# Boilerplate Setup

In [1]:
import json
import os
from pprint import pprint
import requests
import time

ELASTICSEARCH_URL = os.environ.get('ELASTICSEARCH_URL', 'http://localhost:9200')

# 4.2.2 Analysis for precision or recall

In [2]:
def extract():
    with open('tmdb.json') as f:
         return json.loads(f.read())

In [3]:
def reindex(settings):
    response = requests.delete(ELASTICSEARCH_URL + '/my_library')
    response = requests.put(ELASTICSEARCH_URL + '/my_library', json=settings)
    return response

In [4]:
def tokenize(text, analyzer):
    response = requests.get(
        ELASTICSEARCH_URL + '/my_library/_analyze', 
        json={
            'text': text,
            'analyzer': analyzer
        }
    ).json()

    print(''.join(['[{}]'.format(token_term['token']) for token_term in response['tokens']]))

## Standard analyzer

In [5]:
reindex({
  "settings": {
    "analysis": {
      "analyzer": {
        "standard_clone": {
          "tokenizer": "standard",
          "filter": [ "standard", "lowercase", "stop" ]
}}}}})

<Response [200]>

In [6]:
tokenize("Dr.
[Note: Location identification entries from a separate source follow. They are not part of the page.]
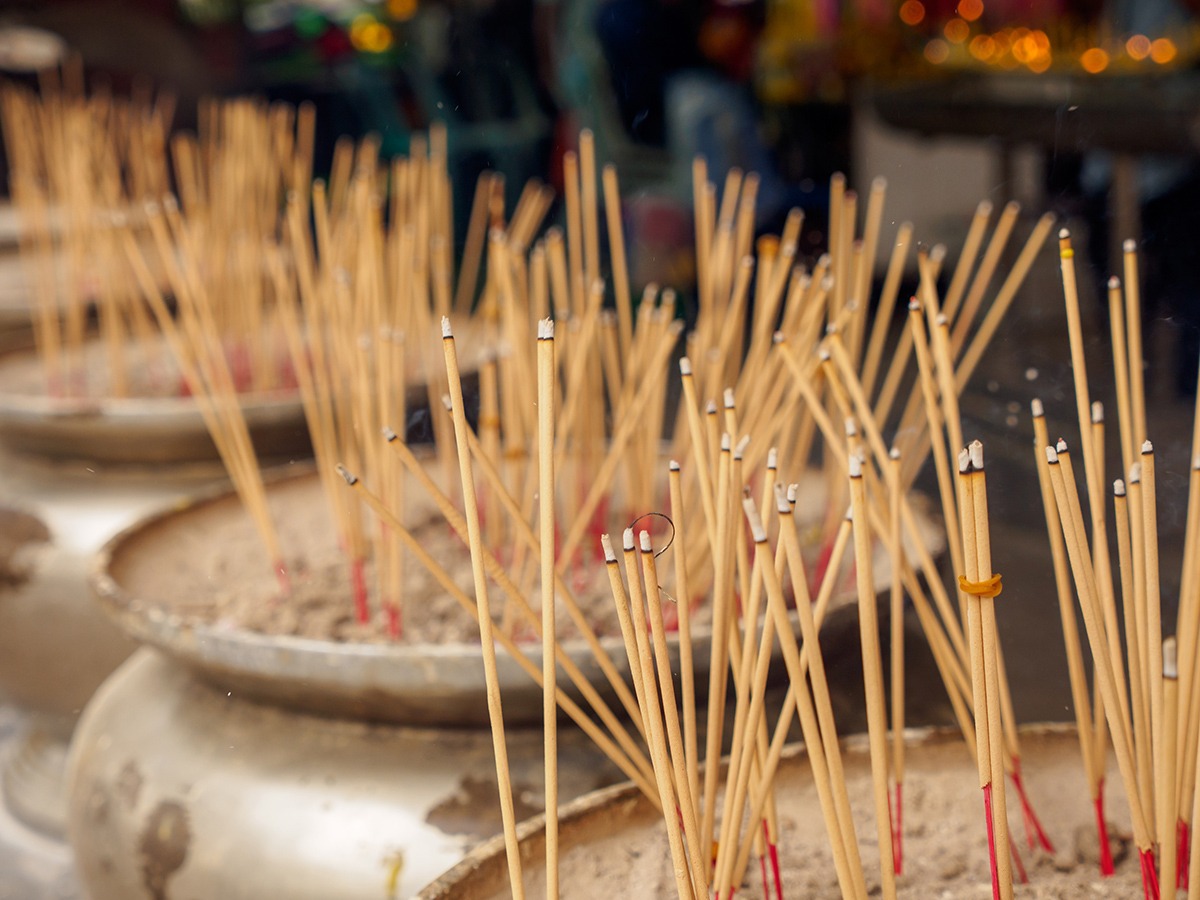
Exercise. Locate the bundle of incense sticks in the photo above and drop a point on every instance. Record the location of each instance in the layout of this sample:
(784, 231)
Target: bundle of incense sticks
(76, 161)
(807, 365)
(1146, 708)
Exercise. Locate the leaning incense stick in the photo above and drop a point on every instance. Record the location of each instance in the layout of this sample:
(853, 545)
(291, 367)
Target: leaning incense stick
(546, 391)
(495, 708)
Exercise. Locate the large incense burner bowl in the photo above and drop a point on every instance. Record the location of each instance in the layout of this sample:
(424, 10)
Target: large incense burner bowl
(613, 843)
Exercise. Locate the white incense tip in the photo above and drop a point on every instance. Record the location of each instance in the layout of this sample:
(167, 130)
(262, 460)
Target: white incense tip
(606, 544)
(1170, 664)
(756, 529)
(976, 449)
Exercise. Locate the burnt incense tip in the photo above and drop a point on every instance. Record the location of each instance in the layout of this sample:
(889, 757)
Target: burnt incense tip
(976, 449)
(606, 545)
(756, 531)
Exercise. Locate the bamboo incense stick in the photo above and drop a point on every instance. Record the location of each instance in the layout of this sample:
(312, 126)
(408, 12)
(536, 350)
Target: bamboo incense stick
(495, 708)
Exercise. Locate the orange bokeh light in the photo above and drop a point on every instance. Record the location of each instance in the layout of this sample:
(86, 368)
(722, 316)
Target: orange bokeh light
(937, 51)
(1138, 47)
(957, 31)
(1162, 51)
(970, 10)
(912, 12)
(1095, 60)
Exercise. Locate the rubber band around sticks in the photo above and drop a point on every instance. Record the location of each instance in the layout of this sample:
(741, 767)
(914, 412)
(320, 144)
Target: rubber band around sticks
(988, 588)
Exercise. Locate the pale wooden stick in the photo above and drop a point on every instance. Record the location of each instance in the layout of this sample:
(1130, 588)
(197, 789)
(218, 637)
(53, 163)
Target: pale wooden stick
(495, 708)
(873, 676)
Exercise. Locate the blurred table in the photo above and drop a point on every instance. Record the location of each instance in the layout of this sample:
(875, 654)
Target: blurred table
(1127, 115)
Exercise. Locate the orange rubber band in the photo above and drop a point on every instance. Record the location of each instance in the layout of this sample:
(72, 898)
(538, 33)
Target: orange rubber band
(988, 589)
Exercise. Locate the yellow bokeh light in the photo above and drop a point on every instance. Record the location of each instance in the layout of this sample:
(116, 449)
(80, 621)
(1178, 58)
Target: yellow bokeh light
(912, 12)
(982, 47)
(402, 10)
(1162, 51)
(937, 51)
(1138, 47)
(1095, 60)
(957, 31)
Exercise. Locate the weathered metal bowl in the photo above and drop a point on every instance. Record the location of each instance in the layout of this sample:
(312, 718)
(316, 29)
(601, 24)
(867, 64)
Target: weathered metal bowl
(179, 790)
(616, 833)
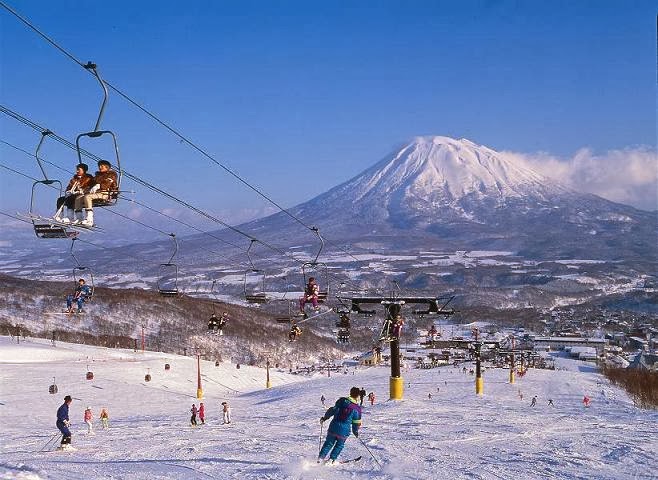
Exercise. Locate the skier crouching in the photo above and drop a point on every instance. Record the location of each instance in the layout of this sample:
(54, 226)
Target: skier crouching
(63, 423)
(346, 415)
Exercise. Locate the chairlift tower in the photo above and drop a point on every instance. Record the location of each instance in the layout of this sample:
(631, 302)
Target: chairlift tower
(393, 307)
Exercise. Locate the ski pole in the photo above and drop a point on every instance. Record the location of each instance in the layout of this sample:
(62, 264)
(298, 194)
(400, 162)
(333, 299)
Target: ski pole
(373, 457)
(50, 440)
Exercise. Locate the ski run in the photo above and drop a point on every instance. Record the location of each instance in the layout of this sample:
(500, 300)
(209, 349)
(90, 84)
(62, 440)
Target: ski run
(275, 433)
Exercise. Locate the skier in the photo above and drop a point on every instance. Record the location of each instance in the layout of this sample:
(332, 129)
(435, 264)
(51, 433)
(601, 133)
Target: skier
(346, 415)
(88, 417)
(202, 413)
(213, 323)
(63, 423)
(226, 409)
(295, 332)
(80, 295)
(311, 294)
(105, 418)
(222, 323)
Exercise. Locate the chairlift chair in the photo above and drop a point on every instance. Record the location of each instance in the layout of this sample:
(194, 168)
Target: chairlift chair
(80, 271)
(319, 270)
(42, 227)
(168, 278)
(254, 276)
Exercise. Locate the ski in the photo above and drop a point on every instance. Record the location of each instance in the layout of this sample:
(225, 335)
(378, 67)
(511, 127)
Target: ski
(340, 462)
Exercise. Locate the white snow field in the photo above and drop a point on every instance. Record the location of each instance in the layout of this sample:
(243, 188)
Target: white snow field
(275, 432)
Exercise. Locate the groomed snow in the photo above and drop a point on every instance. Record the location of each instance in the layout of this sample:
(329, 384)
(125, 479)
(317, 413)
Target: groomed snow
(275, 432)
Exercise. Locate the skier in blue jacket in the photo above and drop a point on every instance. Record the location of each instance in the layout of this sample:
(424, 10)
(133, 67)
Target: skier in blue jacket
(63, 422)
(346, 415)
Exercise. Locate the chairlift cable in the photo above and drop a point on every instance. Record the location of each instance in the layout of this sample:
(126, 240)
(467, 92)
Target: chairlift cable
(138, 180)
(164, 124)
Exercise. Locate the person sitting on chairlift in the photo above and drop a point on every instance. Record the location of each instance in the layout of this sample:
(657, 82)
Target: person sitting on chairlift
(78, 186)
(81, 294)
(105, 189)
(311, 294)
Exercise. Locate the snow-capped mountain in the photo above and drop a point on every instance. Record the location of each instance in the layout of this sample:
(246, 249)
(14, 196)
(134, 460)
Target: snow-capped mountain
(461, 195)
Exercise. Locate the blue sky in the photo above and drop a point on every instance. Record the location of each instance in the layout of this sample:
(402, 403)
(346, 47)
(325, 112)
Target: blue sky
(298, 96)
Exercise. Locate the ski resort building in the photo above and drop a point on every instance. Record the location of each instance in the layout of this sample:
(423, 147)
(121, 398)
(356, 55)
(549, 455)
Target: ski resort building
(560, 343)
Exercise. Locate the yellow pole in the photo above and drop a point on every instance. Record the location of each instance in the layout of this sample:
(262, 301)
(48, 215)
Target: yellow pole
(199, 390)
(479, 386)
(396, 388)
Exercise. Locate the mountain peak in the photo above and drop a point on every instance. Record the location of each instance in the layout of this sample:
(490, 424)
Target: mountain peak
(446, 169)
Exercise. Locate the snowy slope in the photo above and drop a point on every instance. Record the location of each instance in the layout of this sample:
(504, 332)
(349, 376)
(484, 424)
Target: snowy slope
(274, 433)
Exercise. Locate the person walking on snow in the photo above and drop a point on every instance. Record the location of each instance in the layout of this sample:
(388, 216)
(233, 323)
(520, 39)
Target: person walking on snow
(226, 410)
(346, 415)
(88, 417)
(63, 423)
(105, 418)
(202, 413)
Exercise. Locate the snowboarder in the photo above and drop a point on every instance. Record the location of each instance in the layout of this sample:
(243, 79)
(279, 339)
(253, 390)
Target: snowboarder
(202, 413)
(88, 417)
(226, 410)
(105, 418)
(362, 395)
(80, 295)
(63, 423)
(346, 415)
(311, 294)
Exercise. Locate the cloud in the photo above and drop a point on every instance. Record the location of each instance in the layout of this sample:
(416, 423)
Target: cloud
(628, 176)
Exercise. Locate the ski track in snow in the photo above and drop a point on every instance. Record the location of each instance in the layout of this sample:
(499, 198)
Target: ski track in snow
(274, 434)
Strangelove: Or How I Learned to Stop Worrying and Love the Bomb", 'standard_clone')

[dr][strangelove][how][i][learned][stop][worrying][love][bomb]


## English analyzer

In [7]:
reindex({
  "settings": {
    "analysis": {
      "filter": {
        "english_stop": {
          "type":       "stop",
          "stopwords":  "_english_"},
        "english_keywords": {
          "type":       "keyword_marker",
          "keywords":   []},
        "english_stemmer": {
          "type":       "stemmer",
          "language":   "english"},
        "english_possessive_stemmer": {
          "type":       "stemmer",
          "language":   "possessive_english"}},
      "analyzer": {
        "english_clone": {
          "tokenizer":  "standard",
          "filter": [
            "english_possessive_stemmer",
            "lowercase",
            "english_stop",
            "english_keywords",
            "english_stemmer"]
}}}}})

<Response [200]>

In [8]:
tokenize("Dr. Strangelove: Or How I Learned to Stop Worrying and Love the Bomb", 'english_clone')

[dr][strangelov][how][i][learn][stop][worri][love][bomb]
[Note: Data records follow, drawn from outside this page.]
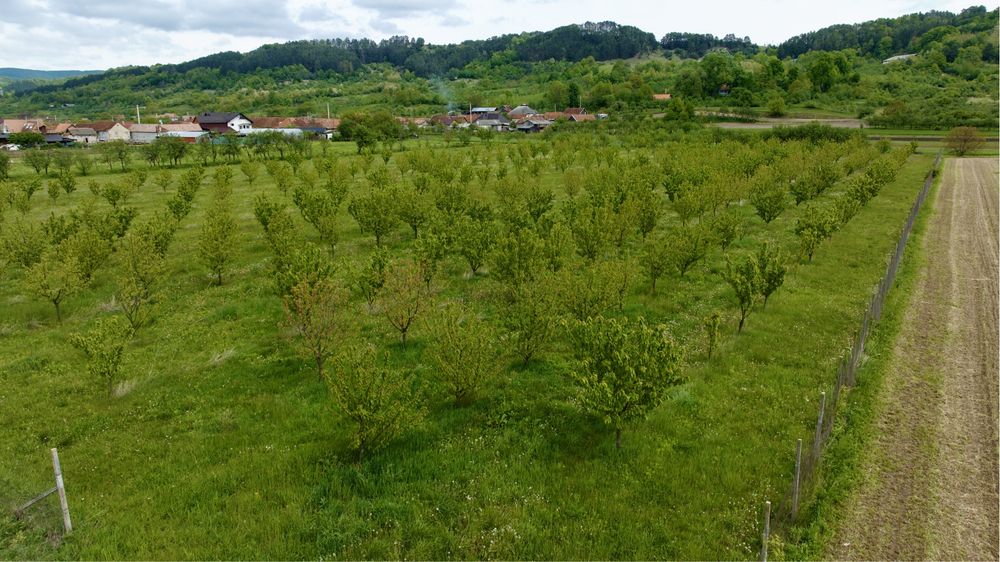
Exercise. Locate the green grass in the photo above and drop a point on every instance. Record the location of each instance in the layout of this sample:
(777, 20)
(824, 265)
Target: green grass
(856, 424)
(225, 444)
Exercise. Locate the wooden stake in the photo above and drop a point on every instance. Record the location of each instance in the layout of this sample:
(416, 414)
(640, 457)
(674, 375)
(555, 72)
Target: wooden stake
(67, 524)
(767, 531)
(798, 478)
(819, 426)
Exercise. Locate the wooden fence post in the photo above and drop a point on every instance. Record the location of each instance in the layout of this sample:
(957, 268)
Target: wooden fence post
(798, 479)
(767, 531)
(819, 426)
(61, 488)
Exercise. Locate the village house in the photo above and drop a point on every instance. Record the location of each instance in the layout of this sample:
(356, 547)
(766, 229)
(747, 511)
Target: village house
(533, 124)
(8, 126)
(143, 134)
(83, 135)
(494, 121)
(224, 122)
(521, 111)
(109, 130)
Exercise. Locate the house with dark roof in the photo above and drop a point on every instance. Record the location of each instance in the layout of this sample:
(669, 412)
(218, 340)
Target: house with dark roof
(85, 135)
(224, 122)
(495, 121)
(533, 124)
(108, 130)
(143, 134)
(521, 111)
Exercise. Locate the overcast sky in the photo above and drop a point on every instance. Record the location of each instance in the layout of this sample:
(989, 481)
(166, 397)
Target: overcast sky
(99, 34)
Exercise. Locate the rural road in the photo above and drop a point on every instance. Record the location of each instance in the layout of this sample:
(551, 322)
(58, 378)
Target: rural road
(930, 480)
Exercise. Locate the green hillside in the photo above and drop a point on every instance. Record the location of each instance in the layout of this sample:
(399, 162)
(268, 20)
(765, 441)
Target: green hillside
(951, 79)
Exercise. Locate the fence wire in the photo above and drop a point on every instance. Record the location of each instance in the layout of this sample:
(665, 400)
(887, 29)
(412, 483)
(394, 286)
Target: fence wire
(785, 513)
# 4.2.3 Taking recall to extremes

## Phonetic analyzer

In [9]:
%%bash
docker exec elasticsearch bash -c "bin/elasticsearch-plugin install analysis-phonetic > /dev/null"
docker restart elasticsearch
sleep 60s

elasticsearch


In [10]:
reindex({
  "settings": {
    "analysis": {
      "analyzer": {
        "phonetic": {
          "tokenizer": "standard",
          "filter": [
            "standard",
            "lowercase",
            "my_doublemetaphone"]}},
      "filter": {
        "my_doublemetaphone": {
          "type": "phonetic",
          "encoder": "doublemetaphone",
           "replace": True
}}}}})

<Response [200]>

In [11]:
tokenize("message from Dalai Lama", 'phonetic')
tokenize("message from tall llama", 'phonetic')

[MSJ][MSK][FRM][TL][LM]
[MSJ][MSK][FRM][TL][LM]


# 4.3.1 Scoring strength of a feature in a single field

In [12]:
print(requests.put(ELASTICSEARCH_URL + '/my_library/example/1', json={ "title":"apple apple apple apple apple" }))
print(requests.put(ELASTICSEARCH_URL + '/my_library/example/2', json={ "title":"apple apple apple banana banana" }))
print(requests.put(ELASTICSEARCH_URL + '/my_library/example/3', json={ "title":"apple banana blueberry coconut" }))

<Response [201]>
<Response [201]>
<Response [201]>


In [13]:
time.sleep(5)

In [14]:
def simpler_explain(explain_json, depth=0):
    result = " " * (depth * 2) + "%s, %s\n" % (explain_json['value'], explain_json['description'].replace('\n', ''))
    if 'details' in explain_json:
        for detail in explain_json['details']:
            result += simpler_explain(detail, depth=depth+1)
    return result

query = {
  "explain": "true",
  "query": {
    "match": {
      "title": "apple"
}}}
response = requests.get(ELASTICSEARCH_URL + '/my_library/example/_search', json=query)
data = response.json()
for i in range(len(data['hits']['hits'])):
    print("Explain for %s" % data['hits']['hits'][i]['_source']['title'])
    print(simpler_explain(data['hits']['hits'][i]['_explanation']))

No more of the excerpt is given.